Tema tersebut menuntut percepatan kinerja pemerintah daerah melalui pendekatan yang lebih inovatif, adaptif, dan kolaboratif. Bupati juga menginstruksikan seluruh perangkat daerah agar program yang disusun tidak hanya bersifat administratif, tetapi dapat diimplementasikan secara teknis dan tepat sasaran.
Selain itu, seluruh program diwajibkan mendukung prioritas pembangunan daerah, termasuk program unggulan kepala daerah serta inovasi yang mampu memberikan dampak nyata. Dari sisi penganggaran, ketelitian dalam penyusunan belanja juga menjadi perhatian penting guna menghindari kendala administratif di kemudian hari.
Setiap kegiatan, lanjutnya, harus dilengkapi dengan proposal atau Kerangka Acuan Kerja (KAK) yang komprehensif serta dipresentasikan sebagai bagian dari proses verifikasi sebelum masuk dalam sistem penganggaran. Langkah ini dilakukan untuk memastikan setiap program memiliki daya ungkit yang jelas terhadap peningkatan kesejahteraan masyarakat.

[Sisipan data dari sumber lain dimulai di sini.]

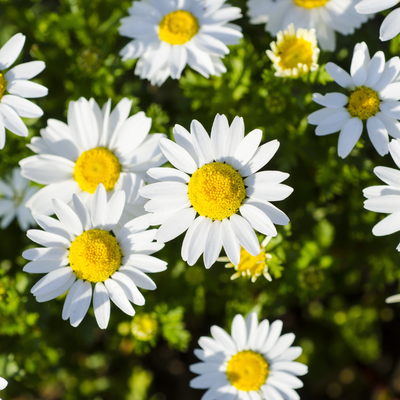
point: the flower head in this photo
(252, 266)
(81, 251)
(372, 98)
(216, 178)
(295, 53)
(97, 146)
(325, 16)
(168, 35)
(390, 26)
(16, 82)
(254, 362)
(14, 194)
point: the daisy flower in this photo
(250, 266)
(255, 362)
(325, 16)
(373, 98)
(95, 147)
(167, 35)
(16, 192)
(216, 178)
(295, 52)
(16, 82)
(386, 198)
(390, 26)
(80, 252)
(3, 383)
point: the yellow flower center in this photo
(96, 166)
(253, 266)
(363, 103)
(216, 191)
(144, 327)
(295, 51)
(3, 85)
(95, 255)
(178, 27)
(247, 371)
(311, 3)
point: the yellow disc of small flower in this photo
(178, 27)
(247, 371)
(216, 191)
(144, 327)
(95, 255)
(99, 165)
(311, 3)
(363, 103)
(3, 85)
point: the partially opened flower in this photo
(14, 194)
(16, 82)
(167, 35)
(325, 16)
(295, 53)
(216, 178)
(3, 383)
(372, 99)
(95, 147)
(390, 26)
(253, 363)
(83, 257)
(386, 198)
(251, 266)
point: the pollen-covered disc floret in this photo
(325, 16)
(254, 361)
(95, 255)
(168, 35)
(84, 258)
(295, 53)
(247, 371)
(216, 194)
(178, 27)
(216, 191)
(363, 103)
(15, 87)
(99, 165)
(97, 146)
(373, 98)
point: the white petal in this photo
(349, 136)
(11, 50)
(101, 305)
(213, 244)
(80, 303)
(388, 225)
(118, 297)
(245, 234)
(178, 156)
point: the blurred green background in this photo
(335, 276)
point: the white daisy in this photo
(14, 193)
(16, 82)
(386, 198)
(390, 26)
(373, 98)
(295, 52)
(95, 147)
(325, 16)
(80, 250)
(3, 383)
(167, 35)
(255, 362)
(216, 178)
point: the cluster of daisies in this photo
(101, 173)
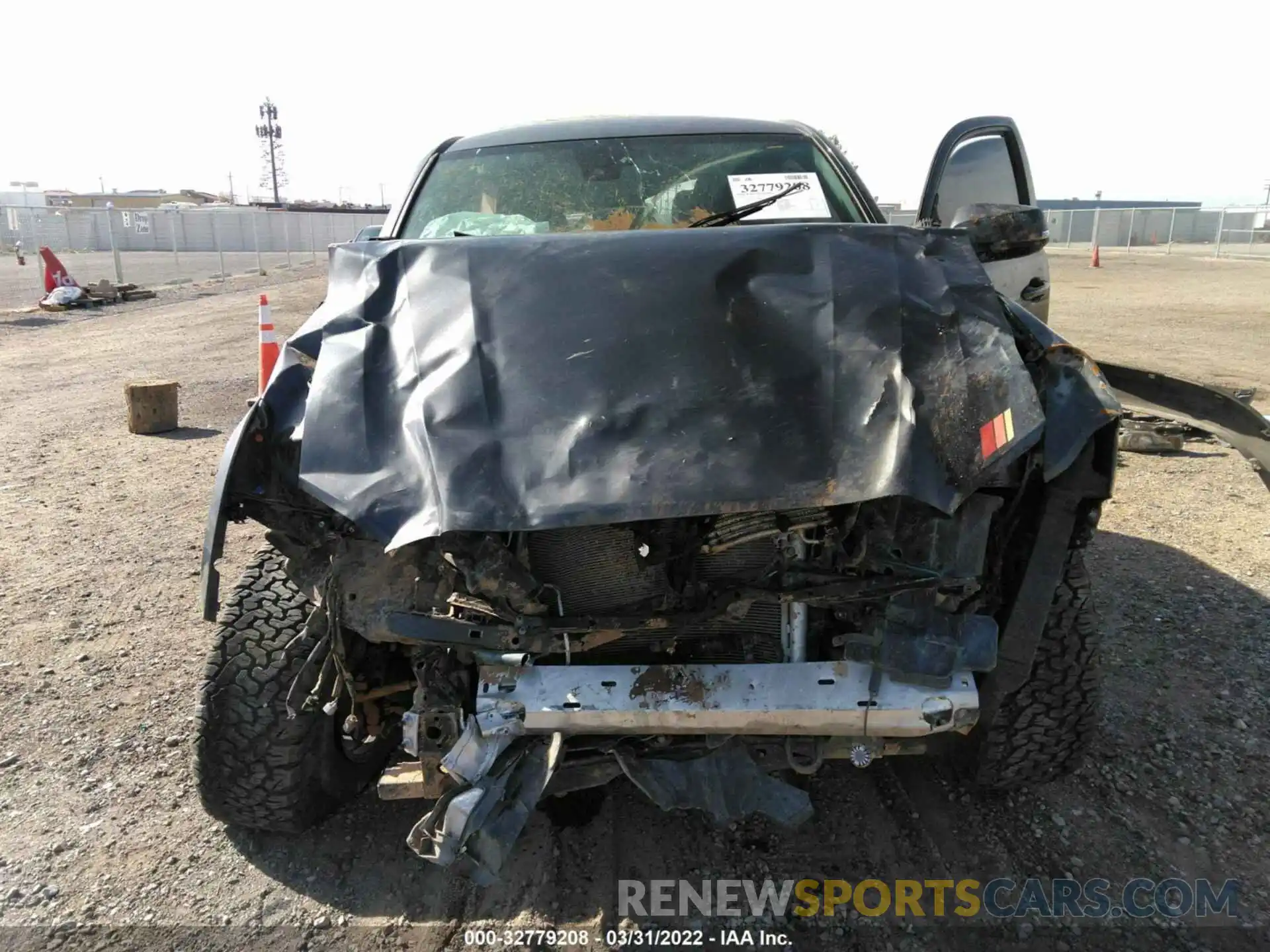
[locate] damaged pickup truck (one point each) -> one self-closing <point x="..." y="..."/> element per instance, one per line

Baca Juga : Pemkab Tanah Bumbu Perkuat Sinergi dengan Ulama dalam Pengukuhan MUI Kalsel 2026–2031
Rapat koordinasi tersebut turut menghadirkan narasumber dari Kementerian Dalam Negeri Republik Indonesia, yakni Nita Yiswa dan Agustinus Sulistiyanto, yang memberikan penguatan terkait perencanaan pembangunan dan pengelolaan keuangan daerah.
Melalui kegiatan ini, Pemerintah Kabupaten Tanah Bumbu berharap penyusunan RKPD Tahun 2027 dapat menghasilkan perencanaan yang lebih terarah, terintegrasi, dan berkualitas, sehingga mampu mendorong percepatan pembangunan serta peningkatan kesejahteraan masyarakat secara berkelanjutan.